一人一尸就這樣從客廳打到院子里,期間毀掉的西洋家具與名貴瓷器不計其數。
但任老爺已經顧不得這么多,他只想著讓九叔趕緊干掉自家老爹,免得他又來襲擊子孫。
任婷婷急忙扶著父親起身,頂著那層藍色炁罩,與諸多傭人仆從一起繞到二樓的另一邊,站在閣樓二樓走廊的欄桿旁邊望向院中的戰場。
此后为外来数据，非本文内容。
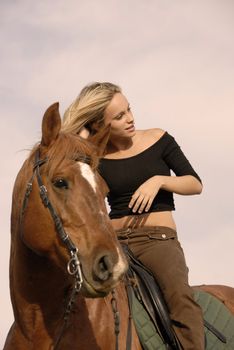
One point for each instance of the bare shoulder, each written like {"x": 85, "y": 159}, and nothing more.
{"x": 154, "y": 134}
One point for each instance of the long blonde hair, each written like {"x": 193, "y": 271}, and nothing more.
{"x": 89, "y": 107}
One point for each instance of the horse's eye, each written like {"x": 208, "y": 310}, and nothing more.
{"x": 60, "y": 183}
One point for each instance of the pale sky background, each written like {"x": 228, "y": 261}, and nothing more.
{"x": 174, "y": 61}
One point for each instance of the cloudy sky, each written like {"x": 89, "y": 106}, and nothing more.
{"x": 174, "y": 61}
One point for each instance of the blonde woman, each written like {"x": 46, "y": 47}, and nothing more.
{"x": 137, "y": 168}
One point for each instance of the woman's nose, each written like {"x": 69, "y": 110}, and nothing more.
{"x": 129, "y": 117}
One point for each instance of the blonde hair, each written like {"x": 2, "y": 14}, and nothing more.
{"x": 89, "y": 107}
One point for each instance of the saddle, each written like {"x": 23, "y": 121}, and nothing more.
{"x": 142, "y": 288}
{"x": 148, "y": 293}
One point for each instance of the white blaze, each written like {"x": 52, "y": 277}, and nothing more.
{"x": 120, "y": 267}
{"x": 88, "y": 174}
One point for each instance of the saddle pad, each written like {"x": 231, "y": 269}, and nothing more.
{"x": 215, "y": 312}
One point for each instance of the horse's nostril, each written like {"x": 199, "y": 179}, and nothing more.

此時,文才正好匆匆從府外趕來,大喝一聲“師父,接劍”
話音剛落,文才鼓足力氣,猛地擲出手中之物。
九叔下意識踹開僵尸,反手將其接住,定睛一看,赫然是一把紅繩纏繞的金錢劍
終于又有兵器了
九叔心里一喜,想著自家徒弟終于有靠譜的時候了。
就在這時,被九叔踹開的僵尸兇性大發,嘶吼一聲,十根烏黑的指甲猛地向九叔的眼睛插去。
九叔匆忙避開,左手捏著法印,右手握持金錢劍,口中念念有詞。
下一秒,金錢劍上紅光暴漲,如同燒紅的烙鐵般被九叔狠狠戳向僵尸。
“嗤”
銅錢劍尖戳在僵尸腦門,冒出嗤嗤的白煙。
僵尸發出一聲嘶吼,雙爪憤怒地揮向九叔。
但九叔早已在僵尸出手前便向后躍出,此刻正滿臉冷笑地望著僵尸,同時咬破指尖,并指如劍,以指尖心血涂抹金錢劍身,口中念念有詞。
忽然嗤啦一聲,金錢劍上的紅繩猛地崩裂。
九叔手中一空,臉上的冷笑不由得僵在那里,呆呆地望向腳邊灑落一地的銅錢。
這是怎么回事
文才也愣了一下,但緊接著他便想起了原因。
那是大概兩個星期前,義莊附近下了場大雨,九叔讓兩個徒弟幫忙曬曬那些受潮的法器。